Of course there are some things about it that do not translate well to modern times. Camilla is one of those passive heroines. Things just keep happening to her and she does very very little on her own behalf to make things different. The few decisions she does make often lead to disastrous results until a man comes in to fix things for her.

However, it is a happy, uplifting story and things all turn out the way they should in the end. I like when that happens in books.

Now we are back from vacation and fall is almost here!  Hard to believe!

Tuesday, July 31, 2012

You can call it whatever you want.

When you have a baby, people always ask you, all concerned, how the baby sleeps.  I tend to answer something like, "oh, fine" or my favorite "you know, just like a baby".  The reality is, neither of my children has been a particularly great sleeper - if you define sleep as going to bed easily at night, then not being heard from again until the morning.  But that's OK.  It ends.  Pea is actually a very sound sleeper now at 3.5.  On the other hand, her baby brother woke up the other night at 11PM and all he wanted to do was wrestle.  I tried to calm him down, soothe him, rub his back, and he was like, kick!  punch!  lay on Mama and pin her!  roll around!  If there were ropes around the bed, he would have tried one of those moves where he bounces off the ropes, I'm sure.  Babies are funny.

Despite its title, Call It Sleep is not actually about sleep very much at all either.  The story follows Davy, a little boy, a recent immigrant to New York in the 1900s.  It is all about assimilation and growing up, learning the new city, new language, new customs, etc.  I really enjoyed this book - it was long and some of the language was hard to understand at times (the author uses a very phonetic method of showing the different accents that people have, and it can be confusing and hard to understand what people are saying) but I really did like it.

Even if it isn't about sleep.  Not that I'm getting big chunks of sound sleep anyway.

Monday, July 16, 2012

A woman ahead of her times.

Literature is full of men who are celebrated, not vilified, for doing just what they want.
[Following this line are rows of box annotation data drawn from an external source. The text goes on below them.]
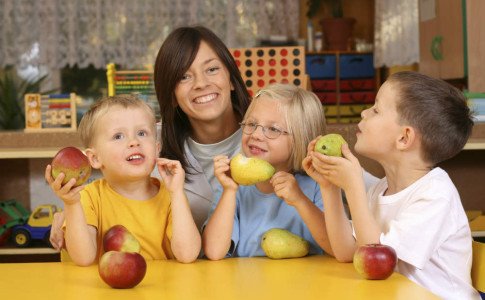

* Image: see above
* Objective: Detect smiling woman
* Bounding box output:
[154,27,250,228]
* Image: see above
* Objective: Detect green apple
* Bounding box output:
[230,153,275,185]
[261,228,310,259]
[315,133,345,156]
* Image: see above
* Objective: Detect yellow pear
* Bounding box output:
[261,228,310,259]
[230,153,275,185]
[315,133,345,156]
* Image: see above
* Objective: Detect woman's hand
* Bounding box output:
[214,155,239,190]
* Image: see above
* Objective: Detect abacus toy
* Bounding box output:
[106,64,160,117]
[24,93,77,132]
[230,46,309,96]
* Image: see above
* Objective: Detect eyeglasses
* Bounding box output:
[239,122,289,139]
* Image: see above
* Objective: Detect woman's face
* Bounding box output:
[175,41,234,126]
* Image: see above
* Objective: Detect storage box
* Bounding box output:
[338,54,375,79]
[305,54,337,79]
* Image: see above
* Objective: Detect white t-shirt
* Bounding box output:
[368,168,480,299]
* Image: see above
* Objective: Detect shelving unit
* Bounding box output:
[306,51,379,123]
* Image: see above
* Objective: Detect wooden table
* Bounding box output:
[0,256,437,300]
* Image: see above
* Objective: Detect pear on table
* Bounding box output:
[261,228,310,259]
[230,153,275,185]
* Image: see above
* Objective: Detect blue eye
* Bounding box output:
[207,67,220,73]
[267,126,283,133]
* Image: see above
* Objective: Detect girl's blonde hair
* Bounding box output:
[78,94,156,148]
[244,83,326,173]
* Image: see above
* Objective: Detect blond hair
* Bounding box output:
[78,94,156,148]
[244,83,326,173]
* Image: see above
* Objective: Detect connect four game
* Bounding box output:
[230,46,307,96]
[24,93,77,132]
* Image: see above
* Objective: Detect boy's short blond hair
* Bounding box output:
[248,83,326,173]
[78,94,156,148]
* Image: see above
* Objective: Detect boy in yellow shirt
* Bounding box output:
[45,95,201,266]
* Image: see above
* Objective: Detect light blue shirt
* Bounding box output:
[209,174,323,257]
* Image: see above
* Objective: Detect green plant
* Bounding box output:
[0,66,52,130]
[307,0,344,18]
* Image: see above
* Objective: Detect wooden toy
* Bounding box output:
[24,93,77,132]
[106,63,160,117]
[230,46,309,96]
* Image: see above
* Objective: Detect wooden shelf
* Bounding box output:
[0,147,59,159]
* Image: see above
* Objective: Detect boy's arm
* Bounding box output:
[202,189,236,260]
[171,189,201,263]
[320,185,356,262]
[64,202,98,266]
[312,144,382,250]
[157,158,201,263]
[44,165,98,266]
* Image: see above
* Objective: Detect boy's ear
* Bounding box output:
[85,148,101,169]
[396,126,416,150]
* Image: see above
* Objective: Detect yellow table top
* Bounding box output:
[0,256,437,300]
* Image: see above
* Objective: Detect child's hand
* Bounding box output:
[214,155,239,190]
[311,144,363,190]
[302,136,332,188]
[270,171,305,206]
[44,165,84,205]
[157,158,185,193]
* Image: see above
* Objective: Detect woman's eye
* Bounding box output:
[207,67,219,73]
[180,74,190,81]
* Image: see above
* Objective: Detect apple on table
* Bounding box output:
[353,244,397,279]
[98,225,147,289]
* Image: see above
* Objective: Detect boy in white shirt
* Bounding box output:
[303,72,480,299]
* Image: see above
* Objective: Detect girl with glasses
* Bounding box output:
[203,84,332,260]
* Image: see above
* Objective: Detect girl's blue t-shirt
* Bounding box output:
[209,174,323,257]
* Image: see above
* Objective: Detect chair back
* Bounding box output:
[471,241,485,292]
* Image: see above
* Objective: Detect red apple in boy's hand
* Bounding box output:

When a woman does it, it's controversial. The heroine of Cakes and Ale does exactly what she pleases with views and decisions that are well ahead of her times. She manages to be memorable enough to her first husband's biographers that they are determined to keep her out of his biography. But what is amazing about this book is that you don't really fully understand Rosie and what is driving her until the very end of the novel. When I read the last part, I was like, Oh! A lightbulb clicked on.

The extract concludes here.